Both apply `-itsoffset deltas[k]` per input.

## Brainstorm before running

Three real knobs to confirm with the user:

- **Pacing** — `--mode rotation` (varied dwell, easier on the ear) vs `--mode greedy` (energy-following, snappier).
- **PiP** — yes / no. If yes, which corner + width?
- **Min cut length** — `--min-dwell` floor. 8 s default for rotation is conservative; talking-heads can go to 4.

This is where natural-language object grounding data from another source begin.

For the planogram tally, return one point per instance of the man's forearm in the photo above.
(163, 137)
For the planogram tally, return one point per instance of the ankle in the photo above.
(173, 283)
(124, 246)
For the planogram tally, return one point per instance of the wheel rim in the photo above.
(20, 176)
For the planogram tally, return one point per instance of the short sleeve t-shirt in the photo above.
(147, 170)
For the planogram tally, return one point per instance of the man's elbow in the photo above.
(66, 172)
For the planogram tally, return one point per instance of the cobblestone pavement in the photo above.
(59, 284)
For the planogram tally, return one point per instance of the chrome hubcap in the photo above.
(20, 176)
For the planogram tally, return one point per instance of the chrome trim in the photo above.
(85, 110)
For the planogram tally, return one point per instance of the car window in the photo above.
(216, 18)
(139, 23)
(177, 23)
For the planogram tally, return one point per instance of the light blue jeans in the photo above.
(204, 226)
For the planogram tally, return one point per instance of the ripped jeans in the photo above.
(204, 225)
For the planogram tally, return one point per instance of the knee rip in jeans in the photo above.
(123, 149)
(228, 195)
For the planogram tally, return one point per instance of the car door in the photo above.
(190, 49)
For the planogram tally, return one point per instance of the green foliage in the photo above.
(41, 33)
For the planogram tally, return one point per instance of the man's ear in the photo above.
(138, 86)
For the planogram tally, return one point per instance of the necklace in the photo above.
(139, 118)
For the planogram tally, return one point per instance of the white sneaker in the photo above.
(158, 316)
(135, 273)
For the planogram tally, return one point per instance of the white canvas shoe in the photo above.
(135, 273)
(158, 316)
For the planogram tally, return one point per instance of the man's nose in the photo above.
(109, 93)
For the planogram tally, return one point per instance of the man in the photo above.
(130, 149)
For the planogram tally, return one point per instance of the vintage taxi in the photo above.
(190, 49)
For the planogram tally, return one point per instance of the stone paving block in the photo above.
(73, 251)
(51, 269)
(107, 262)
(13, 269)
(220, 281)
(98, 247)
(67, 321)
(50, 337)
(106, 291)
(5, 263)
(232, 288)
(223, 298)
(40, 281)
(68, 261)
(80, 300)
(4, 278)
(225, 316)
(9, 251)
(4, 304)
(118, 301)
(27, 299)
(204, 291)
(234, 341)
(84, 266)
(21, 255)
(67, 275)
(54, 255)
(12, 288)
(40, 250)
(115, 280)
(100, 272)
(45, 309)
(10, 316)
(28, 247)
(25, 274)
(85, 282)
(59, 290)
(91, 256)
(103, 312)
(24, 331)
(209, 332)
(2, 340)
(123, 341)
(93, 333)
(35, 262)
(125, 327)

`audio_source` is auto-picked; override with `--audio-source <cam-index>` if the auto-pick sounds wrong on a 30 s listen.

## File layout

```
working_dir/
  cam_a.MOV                 # ORIGINAL, untouched
  cam_a.MOV.sync.json       # from wjs-syncing-multicam
  cam_b.MOV                 # ORIGINAL, untouched
  cam_b.MOV.sync.json
  edl.json                  # from `polysync edit`
  multicam_render.mp4       # from `polysync render-cuts` OR `polysync render-pip`
```

## Common pitfalls

- **Trusting `audio_source` without listening.** Spread + coverage is a proxy. Always sample a 30 s clip before committing — a high-spread track can still be clipped / distorted.
- **Running `polysync edit` on the full 75 min before tuning.** Run on a 2-min slice first (`ffmpeg -ss A -t 120` an extract per cam), listen, adjust `--min-dwell` / `--mode`, then commit to full length.
- **Expecting face-driven framing.** This skill doesn't see the video — only the audio. If one cam is well-framed but quiet, the editor won't favor it. Use `--audio-source` + per-segment `pip` overrides as the manual escape hatch.
- **Re-rendering when sync was wrong.** EDL bakes in `deltas[]` at edit time. If you fix the sidecars later, re-run `polysync edit` to regenerate the EDL before re-rendering.
- **Rendering a mid-video window straight from the long 4K originals = brutally slow.** `polysync render-cuts` trims in the filter graph (`trim=start=…`) with **no input `-ss` seek**, so for a clip whose EDL starts deep in the source (e.g. a 90 s segment 28 min into a 34 min file) ffmpeg DECODES the 4K from t=0 to reach the window — ~20 min for a 92 s clip. Fix: **pre-cut each cam's window first with accurate fast seek** (`ffmpeg -ss <start-2> -i src -ss 2 -t <dur> …` — fast-seek to 2 s before, then accurate-decode 2 s), already rotated + graded + scaled to the target frame, then concat the multicam EDL on those short prepared windows (0-based times, cheap). All cams cut to the SAME reference window (`source-local start = ref_start - delta_k`) so they stay in sync. This is how `/wjs-segmenting-video` should render multicam segments — never feed a mid-video absolute-time EDL to a from-zero decode.